PRECIOUS – Gold Prices Decline as Euro Zone Debt Concerns Diminish, According to Reuters
Receding Euro Zone Debt Concerns Weigh on Gold Prices
- Palladium Approaches 10-Year Highs
- Upcoming: U.S. Weekly Jobless Claims
By Amanda Cooper
LONDON, Jan 13 – Gold prices dropped on Thursday, retreating from the previous session’s one-week highs. The decline was attributed to successful bond auctions in the euro zone, which reduced safe-haven demand for gold, although consumer demand remained relatively strong.
Palladium reached levels above $800 an ounce, climbing by 8 percent this week due to expectations of faster global economic growth, steady investment demand, and optimism from the Detroit auto show.
Bond sales from economically vulnerable euro zone countries like Portugal and Spain have seen improved investor demand, alleviating concerns about potential needs for international rescue funds. This easing sentiment contributed to a pullback in gold prices.

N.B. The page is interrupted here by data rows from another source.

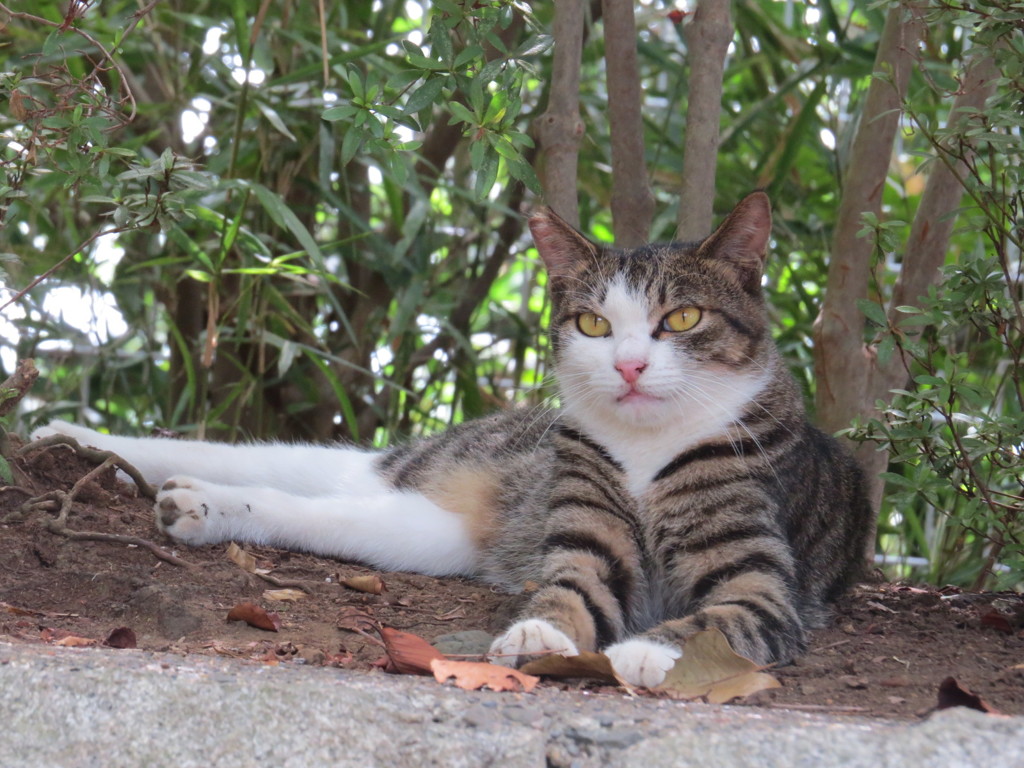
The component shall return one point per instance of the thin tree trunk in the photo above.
(925, 254)
(632, 202)
(560, 129)
(708, 37)
(843, 363)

Spot gold fell for the first time in four days to $1,379.00 an ounce, marking a 0.6 percent decrease by 1212 GMT. U.S. gold futures for February delivery also trended downwards by 0.4 percent, priced at $1,379.60.

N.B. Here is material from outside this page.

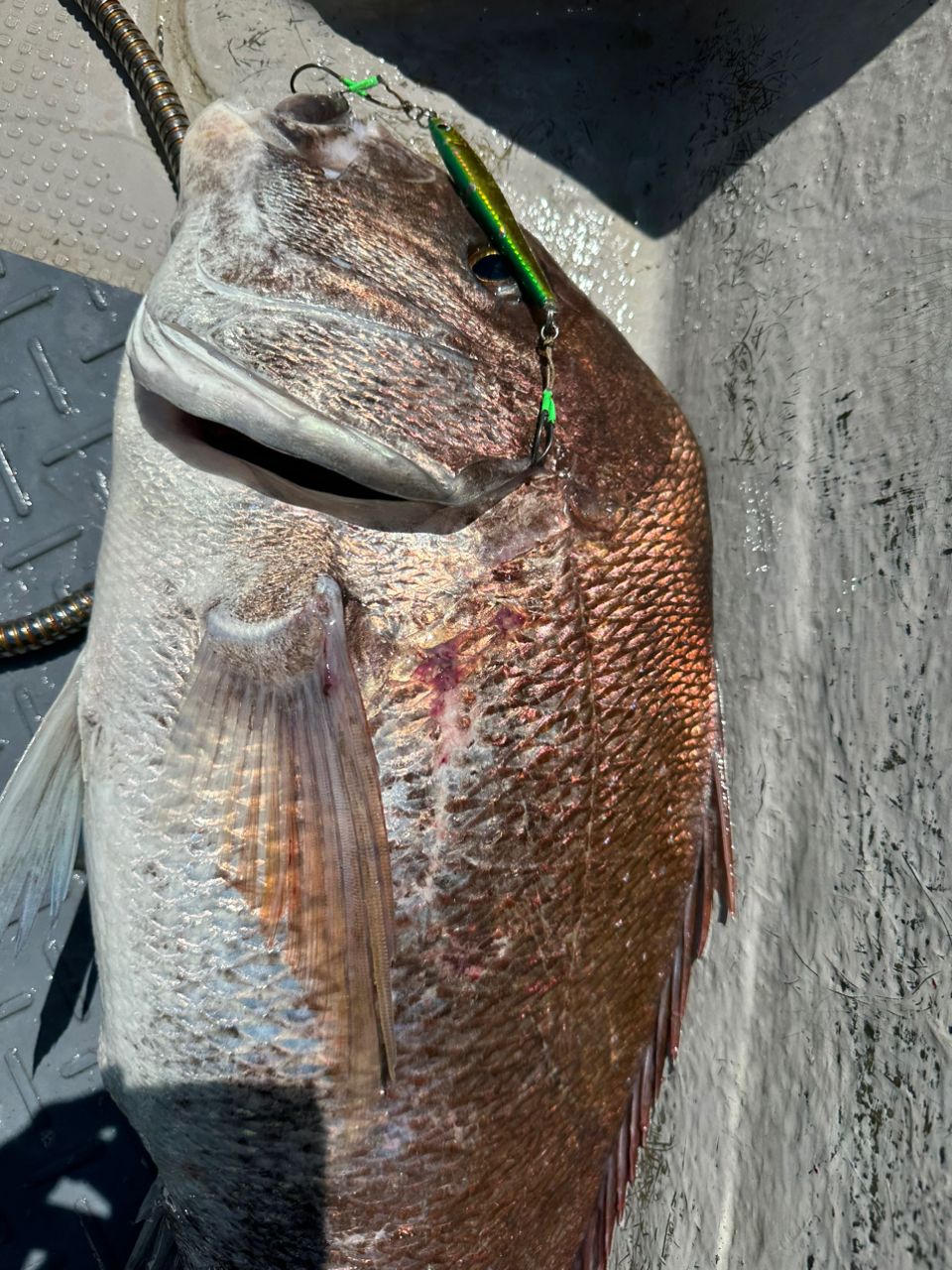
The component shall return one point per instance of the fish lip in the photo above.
(186, 437)
(199, 379)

"Risk aversion is diminishing, leading to a decrease in gold prices as the demand for safe havens is currently low," noted Commerzbank analyst Daniel Briesemann. He added that this situation may be temporary, particularly considering the significant refinancing costs still concerning Portugal.
Euro Movement
The euro reached a one-month high against the Swiss franc and showed gains against the dollar amid speculation about upcoming measures to mitigate the euro zone debt crisis. Support for the euro was bolstered by comments from German Finance Minister Wolfgang Schaeuble, indicating that euro zone countries are working on a comprehensive package aimed at resolving the debt issues, expected to be in place by February or March.
Reflecting a drop in investment demand for gold, holdings in the world’s largest gold exchange-traded fund remained around their lowest since June, while another gold fund based in London saw redemptions.

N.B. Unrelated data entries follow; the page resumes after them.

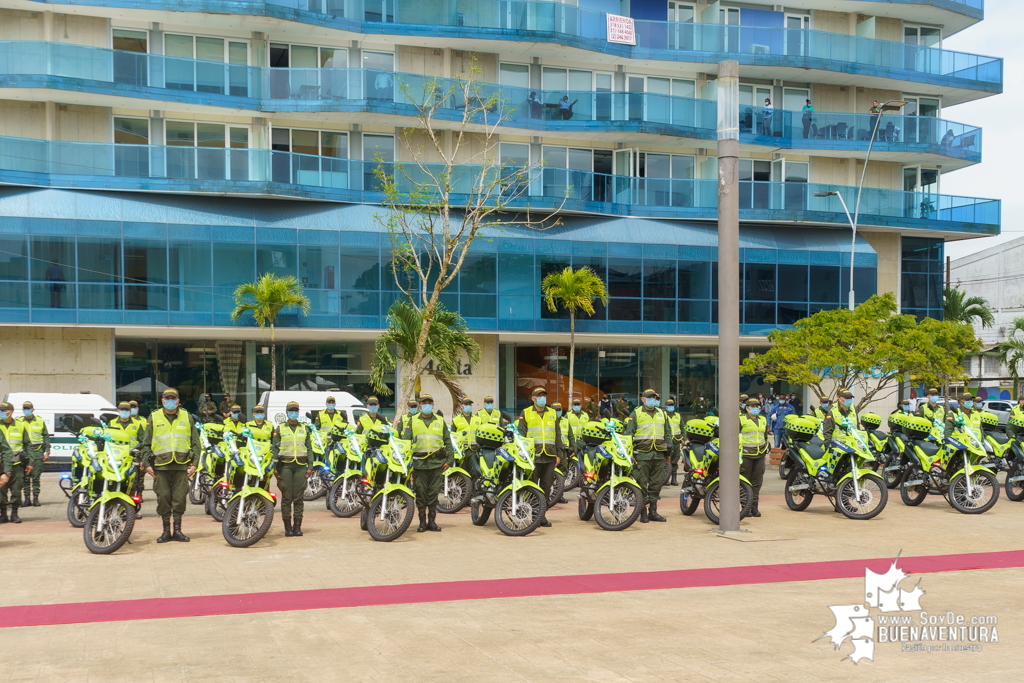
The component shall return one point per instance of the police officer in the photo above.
(369, 420)
(170, 447)
(540, 423)
(13, 462)
(652, 449)
(432, 454)
(37, 450)
(291, 446)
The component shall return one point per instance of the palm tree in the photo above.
(957, 307)
(448, 340)
(576, 290)
(265, 299)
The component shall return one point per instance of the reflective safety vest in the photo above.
(171, 440)
(649, 434)
(752, 435)
(428, 438)
(541, 428)
(293, 443)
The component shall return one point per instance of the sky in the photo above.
(999, 117)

"The recent rise in gold prices seems to be fading as concerns over sovereign debt take a backseat. Many investors in gold are already heavily positioned, leading traders to question where the next wave of buying will come from," stated Manoj Ladwa, a senior trader at ETX Capital.
In physical gold markets, demand from major consumers like India and China was noted, which might provide support for gold prices. Premiums for gold bars reached two-year highs in Singapore and Hong Kong. An individual dealer in Singapore mentioned that local demand was rising due to talks of an increase in gold import taxes in India, leading to proactive purchases of coins and bars. Additionally, demand from China is steady ahead of the Lunar New Year, with strong buying interest from Turkey.
Despite a nearly 1 percent rise this week, gold remains about 3.5 percent lower than its record price of $1,430.95 reached in December.
Both platinum and palladium have garnered renewed interest from investors, with holdings in larger ETFs remaining near record highs. Optimism regarding the auto market’s outlook has also contributed to the recovery of these metals. Palladium is currently trading at its highest level since March 2001, above $800 an ounce.
French car manufacturer PSA Peugeot Citroen expects growth in markets outside of Europe, notably in China and Latin America, after experiencing a substantial increase in global vehicle sales in 2010.
Palladium, primarily utilized in gasoline-powered vehicles in North America and emerging markets, nearly doubled in price the previous year due to expected growth in car markets across countries like China, Brazil, and India. The latest spot price for palladium was reported flat at $807.47 an ounce, having reached a 10-year high of $814.00 overnight. Meanwhile, platinum prices eased by 0.4 percent to $1,791.50, still holding near early November highs. Silver prices dropped by 1.2 percent to $29.29 an ounce, reflecting the overall softness in gold prices, with the gold/silver ratio rising to 47.3 from the previous day’s 46.7.